Thursday, December 11, 2014

Accountability in data mining

For a while now, I've been thinking about the endgame in data mining. Or more precisely, about a world where everything is being mined for all kinds of patterns, and the contours of our life are shaped by the patterns learnt about us.

We're not too far from that world right now - especially if you use intelligent mail filtering, or get your news through social media. And when you live in such a world, the question is not "how do I find patterns in data", but rather
How can I trust the patterns being discovered ? 
When you unpack this question, all kinds of questions come to mind: How do you verify the results of a computation ? How do you explain the results of a learning algorithm ? How do you ensure that algorithms are doing not just what they claim to be doing, but what they should be doing ?

The problem with algorithms is that they can often be opaque: but opacity is not the same as fairness, and this is now a growing concern amongst people who haven't yet drunk the machine learning kool-aid.

All of this is a lead up to two things. Firstly, the NIPS 2014 workshop on Fairness, Accountability and Transparency in Machine Learning, organized by +Moritz Hardt and +Solon Barocas and written about by Moritz here.

But secondly, it's about work that +Sorelle Friedler+Carlos Scheidegger and I are doing on detecting when algorithms run afoul of a legal notion of bias called disparate impact. What we're trying to do is pull out from a legal notion of bias something more computational that we can use to test and certify whether algorithms are indulging in legally proscribed discriminatory behavior.

This is preliminary work, and we're grateful for the opportunity to air it out in a forum perfectly designed for it.

And here's the paper:
What does it mean for an algorithm to be biased?
In U.S. law, the notion of bias is typically encoded through the idea of disparate impact: namely, that a process (hiring, selection, etc) that on the surface seems completely neutral might still have widely different impacts on different groups. This legal determination expects an explicit understanding of the selection process. 
If the process is an algorithm though (as is common these days), the process of determining disparate impact (and hence bias) becomes trickier. First, it might not be possible to disclose the process. Second, even if the process is open, it might be too complex to ascertain how the algorithm is making its decisions. In effect, since we don't have access to the algorithm, we must make inferences based on the data it uses. 
We make three contributions to this problem. First, we link the legal notion of disparate impact to a measure of classification accuracy that while known, has not received as much attention as more traditional notions of accuracy. Second, we propose a test for the possibility of disparate impact based on analyzing the information leakage of protected information from the data. Finally, we describe methods by which data might be made "unbiased" in order to test an algorithm. Interestingly, our approach bears some resemblance to actual practices that have recently received legal scrutiny.
In one form or another, most of my recent research touches upon questions of accountability in data mining. It's a good thing that it's now a "trend for 2015". I'll have more to say about this in the next few months, and I hope that the issue of accountability stays relevant for more than a year.

Friday, December 05, 2014

Experiments with conference processes

NIPS is a premier conference in machine learning (arguably the best, or co-best with ICML). NIPS has also been a source of interesting and ongoing experiments with the process of reviewing.

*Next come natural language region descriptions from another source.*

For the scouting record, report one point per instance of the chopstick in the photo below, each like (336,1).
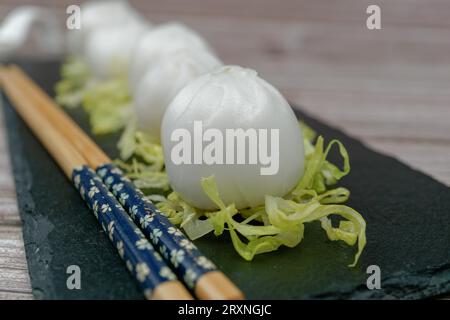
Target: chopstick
(198,272)
(149,269)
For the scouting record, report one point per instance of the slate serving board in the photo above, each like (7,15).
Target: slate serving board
(407,214)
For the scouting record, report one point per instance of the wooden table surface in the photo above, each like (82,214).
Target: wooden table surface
(388,87)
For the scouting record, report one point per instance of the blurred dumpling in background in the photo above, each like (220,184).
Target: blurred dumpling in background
(160,41)
(96,14)
(108,49)
(163,80)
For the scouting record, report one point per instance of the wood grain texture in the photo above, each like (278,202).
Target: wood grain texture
(388,87)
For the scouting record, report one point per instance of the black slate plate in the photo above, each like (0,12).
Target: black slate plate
(407,214)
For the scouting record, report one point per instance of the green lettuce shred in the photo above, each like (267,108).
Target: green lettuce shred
(280,221)
(107,102)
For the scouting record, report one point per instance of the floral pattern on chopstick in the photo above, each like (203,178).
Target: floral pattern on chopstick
(172,244)
(141,259)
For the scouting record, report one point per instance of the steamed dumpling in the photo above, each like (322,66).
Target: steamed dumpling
(232,98)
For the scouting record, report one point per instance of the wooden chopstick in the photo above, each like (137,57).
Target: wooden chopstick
(153,275)
(209,283)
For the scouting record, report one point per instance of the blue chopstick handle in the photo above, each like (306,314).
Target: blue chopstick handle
(141,259)
(187,261)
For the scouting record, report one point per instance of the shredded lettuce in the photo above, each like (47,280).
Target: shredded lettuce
(281,221)
(107,102)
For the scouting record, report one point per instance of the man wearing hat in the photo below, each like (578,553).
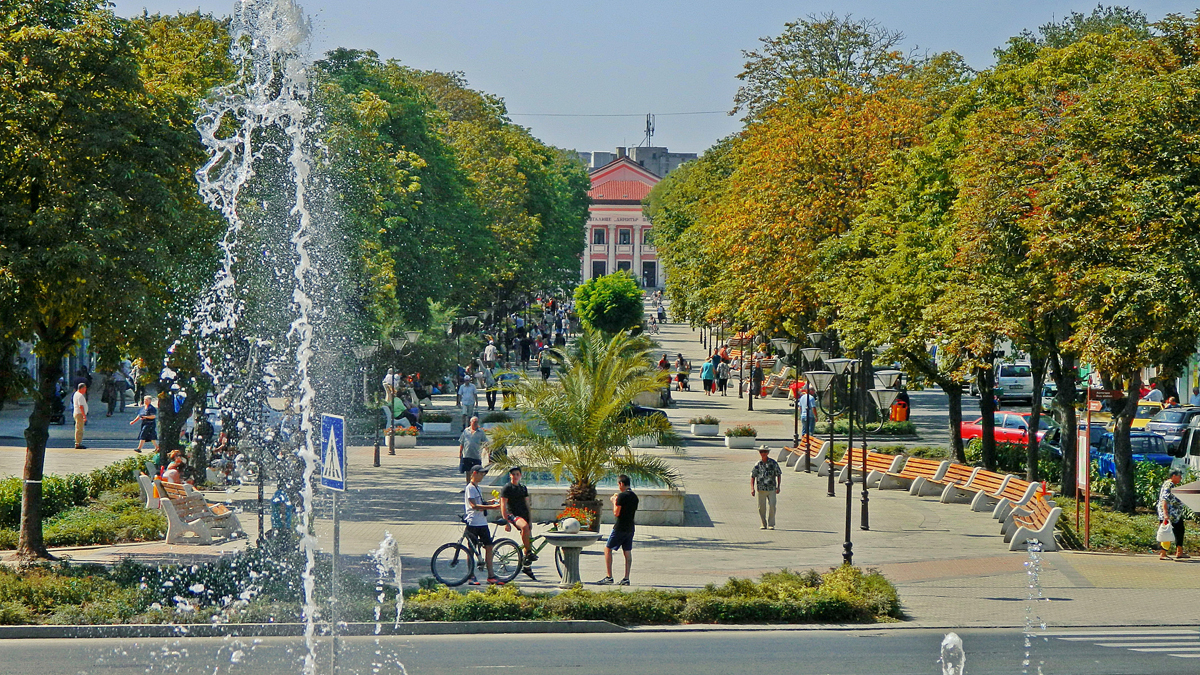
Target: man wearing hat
(765,481)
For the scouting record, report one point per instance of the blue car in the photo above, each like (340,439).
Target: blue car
(1146,447)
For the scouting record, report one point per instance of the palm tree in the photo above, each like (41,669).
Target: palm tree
(580,425)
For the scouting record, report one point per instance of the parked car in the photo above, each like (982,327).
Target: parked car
(1170,424)
(1009,428)
(1146,447)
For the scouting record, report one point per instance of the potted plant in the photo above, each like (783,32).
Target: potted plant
(436,422)
(742,436)
(707,425)
(493,419)
(580,425)
(406,436)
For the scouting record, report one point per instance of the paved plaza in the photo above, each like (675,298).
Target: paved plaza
(951,565)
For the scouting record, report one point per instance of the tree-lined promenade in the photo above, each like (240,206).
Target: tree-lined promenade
(927,211)
(445,207)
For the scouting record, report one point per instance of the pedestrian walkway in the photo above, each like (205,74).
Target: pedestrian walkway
(951,565)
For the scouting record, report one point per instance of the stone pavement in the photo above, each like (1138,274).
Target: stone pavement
(951,565)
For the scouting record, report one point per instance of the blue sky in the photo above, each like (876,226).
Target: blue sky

For example, in 2010 Rich Zemel, who was a PC chair of NIPS at the time, experimented with a new system he and Laurent Charlin were developing that would determine the "fit" between a potential reviewer and a submitted paper. This system, called the Toronto Paper Matching System, is now being used regularly in the ML/vision communities.

This year, NIPS is trying another experiment. In brief,

10% of the papers submitted to NIPS were duplicated and reviewed by two independent groups of reviewers and Area Chairs.
And the goal is to determine how inconsistent the reviews are, as part of a larger effort to measure the variability in reviewing. There's even a prediction market set up to guess what the degree of inconsistency will be. Also see Neil Lawrence's fascinating blog describing the mechanics of constructing this year's PC and handling the review process.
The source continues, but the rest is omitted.